Mengapa ablasi mendorong perumbuhan ? Koshio et al. (1992) melakukan penelitian pada lobster untuk menjawab pertanyaan ini. Menurut mereka pertumbuhan yang cepat akibat ablasi tangkai mata juvenil lobster, Homarus americanus, bisa disebabkan oleh lebih efisiennya pemanfaatan energi seperti ditunjukkan oleh lebih rendahnya metabolisme makan, terutama efek kalorigenik makan dan lebih rendahnya ekskresi nitrogen dibandingkan pada lobster yang tidak diablasi. Bagaimanapun, tidak ada perbedaan metabolisme standar antara juvenl lobster yang diablasi dan yang tidak diablasi. “Apparent digestibility” (daya cerna semu) bahan kering oleh lobster ablasi adalah lebih rendah daripada kontrol non ablasi bila diberi pakan berenergi rendah (rasio protein : energi tinggi) dan/atau pakan berkadar alfa-selulosa tinggi.

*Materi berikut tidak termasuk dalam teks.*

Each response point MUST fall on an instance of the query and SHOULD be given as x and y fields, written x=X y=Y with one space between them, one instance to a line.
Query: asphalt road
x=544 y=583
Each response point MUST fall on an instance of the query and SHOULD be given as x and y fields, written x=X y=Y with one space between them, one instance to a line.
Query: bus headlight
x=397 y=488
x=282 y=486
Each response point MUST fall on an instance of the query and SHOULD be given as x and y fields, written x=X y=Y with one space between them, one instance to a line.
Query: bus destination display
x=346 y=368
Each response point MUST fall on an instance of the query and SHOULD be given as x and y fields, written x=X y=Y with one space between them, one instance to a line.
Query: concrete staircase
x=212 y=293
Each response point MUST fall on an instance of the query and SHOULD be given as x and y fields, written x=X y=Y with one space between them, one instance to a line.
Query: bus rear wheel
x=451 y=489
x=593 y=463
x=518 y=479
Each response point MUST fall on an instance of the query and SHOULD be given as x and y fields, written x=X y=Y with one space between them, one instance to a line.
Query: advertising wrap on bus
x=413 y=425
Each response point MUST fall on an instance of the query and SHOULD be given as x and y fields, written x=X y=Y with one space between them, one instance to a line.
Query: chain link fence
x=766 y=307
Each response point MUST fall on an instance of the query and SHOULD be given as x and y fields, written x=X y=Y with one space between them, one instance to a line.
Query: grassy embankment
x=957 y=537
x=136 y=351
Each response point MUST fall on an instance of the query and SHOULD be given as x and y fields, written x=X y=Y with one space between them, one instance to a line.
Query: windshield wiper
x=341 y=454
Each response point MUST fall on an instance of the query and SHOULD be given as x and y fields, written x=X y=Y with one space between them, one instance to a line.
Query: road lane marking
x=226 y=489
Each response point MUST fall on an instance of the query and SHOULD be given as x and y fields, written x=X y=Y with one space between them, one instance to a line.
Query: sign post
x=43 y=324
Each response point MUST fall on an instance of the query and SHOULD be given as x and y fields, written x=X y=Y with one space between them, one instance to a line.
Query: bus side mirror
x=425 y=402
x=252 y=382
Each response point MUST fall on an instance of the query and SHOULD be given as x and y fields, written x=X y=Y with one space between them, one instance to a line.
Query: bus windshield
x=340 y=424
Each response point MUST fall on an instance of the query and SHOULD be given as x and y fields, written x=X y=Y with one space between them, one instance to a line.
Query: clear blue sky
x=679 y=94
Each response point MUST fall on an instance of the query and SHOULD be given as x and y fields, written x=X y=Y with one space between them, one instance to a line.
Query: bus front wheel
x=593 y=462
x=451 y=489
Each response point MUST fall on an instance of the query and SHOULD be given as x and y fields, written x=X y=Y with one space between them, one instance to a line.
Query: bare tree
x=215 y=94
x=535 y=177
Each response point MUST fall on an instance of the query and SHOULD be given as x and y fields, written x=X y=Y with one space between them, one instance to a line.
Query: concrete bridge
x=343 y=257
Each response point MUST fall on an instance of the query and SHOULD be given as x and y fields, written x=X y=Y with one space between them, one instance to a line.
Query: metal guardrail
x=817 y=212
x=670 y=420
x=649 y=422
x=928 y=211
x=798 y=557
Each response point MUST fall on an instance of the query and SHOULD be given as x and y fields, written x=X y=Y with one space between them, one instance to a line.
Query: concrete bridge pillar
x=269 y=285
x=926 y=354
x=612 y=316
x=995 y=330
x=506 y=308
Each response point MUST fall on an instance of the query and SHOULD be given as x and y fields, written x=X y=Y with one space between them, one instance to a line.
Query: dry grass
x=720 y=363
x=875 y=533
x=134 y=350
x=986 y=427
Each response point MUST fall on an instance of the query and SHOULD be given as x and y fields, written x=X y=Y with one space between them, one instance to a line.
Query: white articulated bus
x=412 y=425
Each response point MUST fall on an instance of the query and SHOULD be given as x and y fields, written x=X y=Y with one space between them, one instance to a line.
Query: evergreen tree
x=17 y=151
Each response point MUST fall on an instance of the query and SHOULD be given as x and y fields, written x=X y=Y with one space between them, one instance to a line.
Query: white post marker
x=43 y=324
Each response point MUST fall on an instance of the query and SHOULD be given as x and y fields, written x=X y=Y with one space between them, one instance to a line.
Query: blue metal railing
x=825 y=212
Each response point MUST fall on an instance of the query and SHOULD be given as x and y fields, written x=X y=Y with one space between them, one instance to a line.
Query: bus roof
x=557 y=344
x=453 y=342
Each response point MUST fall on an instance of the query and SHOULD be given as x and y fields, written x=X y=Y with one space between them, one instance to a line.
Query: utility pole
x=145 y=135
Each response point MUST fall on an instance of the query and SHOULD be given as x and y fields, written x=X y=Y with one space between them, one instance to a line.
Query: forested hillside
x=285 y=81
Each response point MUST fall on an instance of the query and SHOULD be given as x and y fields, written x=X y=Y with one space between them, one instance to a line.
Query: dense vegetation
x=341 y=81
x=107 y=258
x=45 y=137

Apparent digestibility untuk lipida menurun akibat ablasi tangkai mata, namun tidak ada pengaruh ablasi terhadap apparent digestibility untuk protein. Apparent digestibility untuk bahan kering dan energi menjadi lebih baik dengan meningkatnya kadar energi dalam pakan dan/atau menurunnya kadar alfa-selulsa pada lobster yang diablasi maupun yang tidak diablasi. Bagaimanapun, sementara apparent digestibility untuk protein dan lipida juga meningkat dengan meningkatnya kadar energi pakan pada lobster yang diablasi, pada lobster non ablasi apparent digestibility untuk protein relatif konstan dan apparent digestibility untuk lipida mencapai puncak ketika kadar energi dalam pakan sedang. Ketergantungan pemanfaatan energi terhadap protein mungkin lebh besar untuk lobster yang diablasi.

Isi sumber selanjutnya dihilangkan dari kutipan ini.